Todo lector que seleccione sus lecturas según un criterio distinto del azar o del que se le intenta imponer por medio del irrazonable alud de novedades bibliográficas, más absurdo teniendo en cuenta el poco interés lector del país, acaba rigiéndose por normas a menudo tan particulares e injustificables como enigmáticas. En mi caso, en concreto para la narrativa de ficción, una de las pautas que suelo seguir tiene que ver con el autor. Es bien cierto que ningún escritor mantiene el mismo nivel cualitativo a lo largo de toda su obra, pero, más que limitar la valoración a aquellas que los franceses califican como chef d'oeuvre, me gusta considerar cada novela como parte de una obra más extensa, y amplío mi consideración hasta abarcar ese conjunto. El resultado de ese criterio de valoración, tan objetable como cualquier otro, si no más, es que muy pocos autores, sean contemporáneos o pertenezcan al pasado, superan el listón de la regularidad, pero me permite tener una visión general que, casi siempre, redunda en una evaluación, a mi entender, más justa.
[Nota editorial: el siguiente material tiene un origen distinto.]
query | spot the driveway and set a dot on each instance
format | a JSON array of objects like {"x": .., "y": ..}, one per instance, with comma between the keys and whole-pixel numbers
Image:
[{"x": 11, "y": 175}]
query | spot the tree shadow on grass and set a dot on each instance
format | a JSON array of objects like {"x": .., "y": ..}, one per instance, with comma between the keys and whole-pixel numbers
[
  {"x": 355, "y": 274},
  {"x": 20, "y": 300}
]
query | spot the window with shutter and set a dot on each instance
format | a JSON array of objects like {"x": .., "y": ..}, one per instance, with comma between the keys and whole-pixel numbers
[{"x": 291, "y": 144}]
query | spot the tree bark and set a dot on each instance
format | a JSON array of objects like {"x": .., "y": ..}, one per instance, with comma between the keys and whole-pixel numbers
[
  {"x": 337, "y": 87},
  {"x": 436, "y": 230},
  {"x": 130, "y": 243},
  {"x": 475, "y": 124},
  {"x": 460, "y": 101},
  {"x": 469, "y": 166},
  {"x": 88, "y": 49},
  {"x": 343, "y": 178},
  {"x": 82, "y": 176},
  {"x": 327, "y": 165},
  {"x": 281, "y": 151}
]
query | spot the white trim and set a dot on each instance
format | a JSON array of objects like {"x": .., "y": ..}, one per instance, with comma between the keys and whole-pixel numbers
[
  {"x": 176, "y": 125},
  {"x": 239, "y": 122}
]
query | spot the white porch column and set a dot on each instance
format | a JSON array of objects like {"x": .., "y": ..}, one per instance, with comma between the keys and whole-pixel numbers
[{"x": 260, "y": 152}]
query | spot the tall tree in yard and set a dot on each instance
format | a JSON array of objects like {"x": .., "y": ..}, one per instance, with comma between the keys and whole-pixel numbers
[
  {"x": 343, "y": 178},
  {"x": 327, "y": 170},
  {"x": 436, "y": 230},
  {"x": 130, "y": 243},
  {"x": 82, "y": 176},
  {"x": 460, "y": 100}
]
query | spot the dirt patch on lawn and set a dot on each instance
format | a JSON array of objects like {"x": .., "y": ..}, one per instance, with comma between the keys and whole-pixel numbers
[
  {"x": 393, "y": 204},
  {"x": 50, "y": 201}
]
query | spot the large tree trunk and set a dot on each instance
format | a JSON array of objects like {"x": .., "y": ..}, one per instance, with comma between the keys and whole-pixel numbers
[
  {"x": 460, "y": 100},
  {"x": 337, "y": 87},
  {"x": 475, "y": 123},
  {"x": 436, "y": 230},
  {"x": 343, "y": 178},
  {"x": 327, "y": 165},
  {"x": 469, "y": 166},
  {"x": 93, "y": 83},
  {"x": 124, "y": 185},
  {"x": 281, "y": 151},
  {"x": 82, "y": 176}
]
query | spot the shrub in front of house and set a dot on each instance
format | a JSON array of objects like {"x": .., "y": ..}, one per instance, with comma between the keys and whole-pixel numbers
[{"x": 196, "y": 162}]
Ignoro si una de las consecuencias de este modo de estimación, o resultado de las indescifrables ramificaciones de mi criterio, es cierto sentimiento de complicidad con algunos escritores, con independencia de la época de su actividad, que acostumbra a imponerse sobre la temática o el estilo de sus obras. Podría enumerar unos cuantos, pero este escrito está dedicado a un libro de Pascal Quignard, y podría decir que el normando es uno de los escritores destacados en mi panteón particular por ambas circunstancias: porque su temática, casi siempre a medias entre la ficción y el ensayo, acostumbra a interesarme siempre ―aunque, a menudo, sin saberlo antes de leerlo―; y también porque su estilo, aparentemente deslavazado y errático, me obliga a una lectura activa que se materializa en el intento de rellenar los espacios en blanco que me parece detectar en sus obras o, incluso, a desarrollar in extenso todo aquello que me sugieren sus textos.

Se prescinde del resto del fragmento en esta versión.